2.Periode 27 Desember 1949 – 17 Agustus 1950


(Penetapan konstitusi Republik Indonesia Serikat) Perjalanan negara baru Republik Indonesia
ternyata tidak luput dari rongrongan pihak Belanda yang menginginkan untuk kembali berkuasa di
Indonesia. Akibatnya Belanda mencoba untuk mendirikan negara-negara seperti negara Sumatera
Timur, negara Indonesia Timur, negara Jawa Timur, dan sebagainya.

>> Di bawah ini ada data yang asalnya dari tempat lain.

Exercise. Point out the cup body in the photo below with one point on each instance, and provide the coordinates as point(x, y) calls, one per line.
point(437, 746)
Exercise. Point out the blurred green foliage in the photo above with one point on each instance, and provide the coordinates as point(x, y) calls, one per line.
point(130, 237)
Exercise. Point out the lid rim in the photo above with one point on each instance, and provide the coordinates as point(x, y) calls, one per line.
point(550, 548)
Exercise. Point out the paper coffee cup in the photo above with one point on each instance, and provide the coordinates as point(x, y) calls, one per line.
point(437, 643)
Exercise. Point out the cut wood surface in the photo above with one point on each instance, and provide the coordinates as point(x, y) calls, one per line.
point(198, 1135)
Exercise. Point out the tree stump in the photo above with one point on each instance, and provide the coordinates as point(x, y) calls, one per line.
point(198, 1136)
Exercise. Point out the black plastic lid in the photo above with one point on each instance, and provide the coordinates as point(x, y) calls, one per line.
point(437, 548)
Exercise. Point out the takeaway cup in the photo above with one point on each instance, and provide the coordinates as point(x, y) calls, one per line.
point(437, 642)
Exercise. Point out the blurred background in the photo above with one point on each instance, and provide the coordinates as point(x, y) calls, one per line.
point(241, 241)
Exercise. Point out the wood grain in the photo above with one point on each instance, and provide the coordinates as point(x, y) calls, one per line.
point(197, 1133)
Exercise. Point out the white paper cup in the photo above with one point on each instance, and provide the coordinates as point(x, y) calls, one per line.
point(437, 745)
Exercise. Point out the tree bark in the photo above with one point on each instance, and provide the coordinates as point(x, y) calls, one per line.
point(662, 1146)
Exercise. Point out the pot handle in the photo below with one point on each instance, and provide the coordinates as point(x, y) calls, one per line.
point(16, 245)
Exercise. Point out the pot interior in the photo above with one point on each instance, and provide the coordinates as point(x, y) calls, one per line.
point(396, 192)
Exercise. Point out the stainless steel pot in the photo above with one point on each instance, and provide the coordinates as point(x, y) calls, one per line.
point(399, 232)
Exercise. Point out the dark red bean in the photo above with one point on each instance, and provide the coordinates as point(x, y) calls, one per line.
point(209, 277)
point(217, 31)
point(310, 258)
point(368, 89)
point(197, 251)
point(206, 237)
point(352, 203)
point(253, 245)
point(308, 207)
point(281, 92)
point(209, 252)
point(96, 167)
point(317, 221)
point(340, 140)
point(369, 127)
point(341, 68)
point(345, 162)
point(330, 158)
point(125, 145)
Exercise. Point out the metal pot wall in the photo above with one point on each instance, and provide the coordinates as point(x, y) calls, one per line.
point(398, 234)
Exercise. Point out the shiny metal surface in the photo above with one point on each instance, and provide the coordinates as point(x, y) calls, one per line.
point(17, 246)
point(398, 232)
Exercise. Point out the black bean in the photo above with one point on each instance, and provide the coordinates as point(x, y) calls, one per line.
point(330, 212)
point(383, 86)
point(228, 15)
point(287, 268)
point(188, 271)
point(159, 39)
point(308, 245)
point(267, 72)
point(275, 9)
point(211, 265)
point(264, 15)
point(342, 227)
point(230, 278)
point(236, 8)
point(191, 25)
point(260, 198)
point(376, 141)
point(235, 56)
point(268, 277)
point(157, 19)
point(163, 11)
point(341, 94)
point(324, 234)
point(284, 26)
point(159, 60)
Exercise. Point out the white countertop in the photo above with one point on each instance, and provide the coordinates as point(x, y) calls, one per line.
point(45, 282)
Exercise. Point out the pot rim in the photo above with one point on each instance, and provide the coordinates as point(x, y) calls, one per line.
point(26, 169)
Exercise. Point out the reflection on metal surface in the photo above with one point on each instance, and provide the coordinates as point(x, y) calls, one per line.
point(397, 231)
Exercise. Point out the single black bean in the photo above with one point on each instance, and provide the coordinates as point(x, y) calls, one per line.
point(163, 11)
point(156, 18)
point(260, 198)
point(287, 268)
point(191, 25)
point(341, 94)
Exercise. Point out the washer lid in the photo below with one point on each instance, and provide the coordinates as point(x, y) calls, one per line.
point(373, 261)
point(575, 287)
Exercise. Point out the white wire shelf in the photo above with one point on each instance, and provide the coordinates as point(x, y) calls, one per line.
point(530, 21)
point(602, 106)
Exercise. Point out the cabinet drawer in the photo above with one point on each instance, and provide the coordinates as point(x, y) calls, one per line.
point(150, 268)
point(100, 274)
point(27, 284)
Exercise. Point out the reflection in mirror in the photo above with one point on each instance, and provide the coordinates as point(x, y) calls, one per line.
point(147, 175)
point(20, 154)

Sejalan dengan usaha Belanda
tersebut maka terjadilah agresi Belanda 1 pada tahun 1947 dan agresi 2 pada tahun 1948. Dan ini
mengakibatkan diadakannya KMB yang melahirkan negara Republik Indonesia Serikat. Sehingga UUD
yang seharusnya berlaku untuk seluruh negara Indonesia itu, hanya berlaku untuk negara Republik
Indonesia Serikat saja.
3.Periode 17 Agustus 1950 – 5 Juli 1959
(Penetapan Undang-Undang Dasar Sementara 1950) Periode federal dari Undang-undang Dasar Republik
Indonesia Serikat 1949 merupakan perubahan sementara, karena sesungguhnya bangsa Indonesia sejak 17 Agustus
1945 menghendaki sifat kesatuan, maka negara Republik Indonesia Serikat tidak bertahan lama karena terjadinya
penggabungan dengan Republik Indonesia. Hal ini mengakibatkan wibawa dari pemerintah Republik Indonesia
Serikat menjadi berkurang, akhirnya dicapailah kata sepakat untuk mendirikan kembali Negara Kesatuan Republik
Indonesia. Bagi negara kesatuan yang akan didirikan jelas perlu adanya suatu undang-undang dasar yang baru dan
untuk itu dibentuklah suatu panitia bersama yang menyusun suatu rancangan undang-undang dasar yang kemudian
disahkan pada tanggal 12 Agustus 1950 oleh badan pekerja komite nasional pusat dan oleh Dewan Perwakilan
Rakyat dan senat Republik Indonesia Serikat pada tanggal 14 Agustus 1950 dan berlakulah undang-undang dasar
baru itu pada tanggal 17 Agustus 1950.

4.Periode 5 Juli 1959 – sekarang


(Penetapan berlakunya kembali Undang-Undang Dasar 1945) Dengan dekrit Presiden 5 Juli 1959 berlakulah
kembali Undang-Undang Dasar 1945. Dan perubahan Majelis Permusyawaratan Rakyat Sementara Orde Lama pada
masa 1959-1965 menjadi Majelis Permusyawaratan Rakyat Sementara Orde Baru. Perubahan itu dilakukan karena
Majelis Permusyawaratan Rakyat Sementara Orde Lama dianggap kurang mencerminkan pelaksanaan Undang-
Undang Dasar 1945 secara murni dan konsekuen.